Interpret key elements of the Problems Distribution Analysis Report

  1. Following the procedure to scope and run an Application Advisor report, choose the information you want to include in the report, and select Apply to run the report.

  2. Here there are three views that will show the top issues:

    • To view only performance problems and top performance events for the applications, select Summary Performance Analysis.

    • To view only exceptions and top exception events for the applications, select the Summary Failure Analysis link.

    • You can view all problem types and top problems for the individual application in the Overall Source Statistics section.

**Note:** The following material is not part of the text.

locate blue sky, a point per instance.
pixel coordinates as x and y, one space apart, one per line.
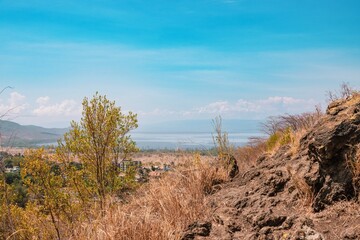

This section shows you what percentage of performance and exception events are being raised by the application resources, such as function calls or database queries.

  3. Select the first link in whichever view you want to investigate. This first link shows the highest cause of alerts and launches a list of all the problems related to that application or source.

    Important

    This is the stage where you shift from a prioritized list to investigating individual alerts related to the most important issue. None of the events in this list is more important than another, but each can help highlight the root cause.

  4. Select a link in Event Description, and the Application Diagnostics Event Properties page opens. Here you're viewing data about the event itself. And this is the place to start troubleshooting. For more information, see Working with events by using Application Diagnostics.

    Beginning with the Event properties tab, use this and other tabs to discover more about what happened, whether it was likely a system issue as shown by performance data, and what application tier the problem occurred in, using distributed chains. Following this information should reveal if it was a system problem or an application code problem, and thus who should resolve the issue.

Add an Application Advisor report to Favorites

  1. If you want to save a report with certain scoped information that you can easily view later, add it to your Favorites list. In the Select report menu or by clicking the report graphic, select the report you want to run.

    Note

    You can scope the information you want included in the report before making it a favorite or create the scoping information in the Favorite Management Wizard.

  2. In the Results pane, to open the Favorite Management Wizard, select the Favorites icon.

  3. In the Favorite Management Wizard, you can either keep the settings you used to scope the information to be included in your report, reset them, or set them for the first time.

  4. As you make or confirm your scoping settings, select Next to proceed through the wizard settings pages, and select Finish.

  5. In the Favorites namespace, select Favorites and you'll be able to view the report you just configured.

  6. To view a report in your Favorites, click the report you want to view.

Next steps

To understand how to work with sensitive data that would be collected and be available for viewing by Application Performance Monitoring, review Working with sensitive data for .NET applications.